Dupla de lutadores de JF é campeã brasileira de jiu-jítsu

Anderson Roberto, faixa roxa, e Marcos Vinícius, faixa branca, levaram o ouro na representação da equipe Nova União, filial do programa social Jovens Para o Futuro.

O jiu-jítsu segue levando a bandeira de Juiz de Fora ao topo das principais competições da arte marcial. Na última semana, Anderson Roberto da Silva, 47 anos, e Marcos Vinicius Braz Martins, 36, se sagraram campeões brasileiros em competição disputada no Rio de Janeiro, organizada pela Confederação Brasileira de Jiu-Jítsu (CBJJ). A dupla representou a equipe Nova União, filial do programa social Jovens Para o Futuro, sob os treinamentos e preparação orientados pelo mestre Wigmam Albuquerque Carvalho.

Anderson cravou o ouro na disputa entre atletas de faixa roxa e peso médio, na categoria master 4 (46 a 50 anos). O título veio de forma irreparável, visto que o atleta não apenas venceu os três adversários que teve no caminho ao pódio, como encerrou seus combates com finalizações – um estrangulamento arco e flecha na estreia, e triângulos na semifinal e na decisão.

 “Até eu fiquei surpreso comigo mesmo. Pra mim foi o máximo, mas na verdade foi fruto de muito trabalho”, conta Anderson, que treina na sede de sua equipe no Bairro Ipiranga. “Tenho me dedicado bastante, e não só nos treinos de jiu-jítsu com o professor Wigmam. Também tenho um personal, o Marcos Koreia, que treina a minha parte física muito bem e isso tudo somou pra que eu chegasse a esse grande resultado”, destaca o lutador, que ainda disse ser apaixonado pelo ambiente competitivo, e que já havia sido campeão nacional, mas em evento da Confederação Brasileira de Jiu-Jítsu Olímpico (CBJJO).

Mudança de categoria para evitar título por W.O.

O outro título brasileiro da cidade veio do primeiro ano de jiu-jítsu de Marcos Vinícius, entre atletas de faixa branca e peso galo. E a vontade de lutar era tamanha que ele recusou um título por W.O. para competir em uma categoria com oponentes mais jovens.

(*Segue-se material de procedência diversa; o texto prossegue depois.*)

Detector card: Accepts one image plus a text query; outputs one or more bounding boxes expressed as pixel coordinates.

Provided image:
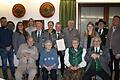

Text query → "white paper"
[56,39,65,51]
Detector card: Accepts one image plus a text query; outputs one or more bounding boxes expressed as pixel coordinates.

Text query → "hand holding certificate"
[56,39,65,51]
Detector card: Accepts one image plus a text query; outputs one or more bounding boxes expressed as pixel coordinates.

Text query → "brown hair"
[84,22,96,37]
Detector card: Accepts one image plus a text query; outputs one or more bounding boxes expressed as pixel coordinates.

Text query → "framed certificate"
[56,39,65,51]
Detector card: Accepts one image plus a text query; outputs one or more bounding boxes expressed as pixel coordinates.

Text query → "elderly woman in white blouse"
[64,37,86,80]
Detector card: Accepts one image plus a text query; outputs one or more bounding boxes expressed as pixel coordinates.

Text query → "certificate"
[56,39,65,51]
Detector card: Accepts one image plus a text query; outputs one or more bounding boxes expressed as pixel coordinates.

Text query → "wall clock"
[39,2,55,18]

 “Só tinha eu inscrito na categoria entre 36 e 40 anos, então eu poderia pegar a medalha por W.O. Mas eu queria conquistar ela lutando porque me preparei bem pro evento. Meu professor me colocou em uma categoria abaixo, de 30 a 35 anos (master 1)”, explica Vinícius, que teve que encarar o atual campeão sul-americano, Leandro Duarte Nascimento. “Tinha um concorrente, bastante experiente, mas eu estava muito bem treinado, toda a academia me ajudou muito, como meus professores Vitor e Magno que estavam substituindo o mestre Wigmam, que operou o ombro.”

A vitória na luta do atleta do Bairro Santa Cecília coroou, segundo o próprio, uma conquista que ele sequer imaginava obter, em um passado recente. “A experiência foi ímpar porque nem nos meus melhores sonhos eu me imaginei poder participar de um campeonato desse. Meu professor me incentivou bastante, deu muita força, me ajudou física, técnica e psicologicamente”, conta Vinícius. “Vou fazer um ano de jiu-jítsu e demorou pra ficha cair, porque é um Campeonato Brasileiro, a competição mais importante do país. Depois dela é só o Mundial. São muitas pessoas querendo um título desse.”

Vinícius dedicou o título à sua equipe, da Nova União. “Consegui esse título pra academia também, porque meus parceiros de treino são 100%. Sempre me deram força. Você vai lá e luta, mas 50% do mérito é seu e os outros 50% são da equipe que te ajuda na preparação, passa muitas dicas. Os caras mais graduados me dão toques pra melhorar técnicas e movimentos de acordo com meu peso e meu estilo de jogo”, agradece.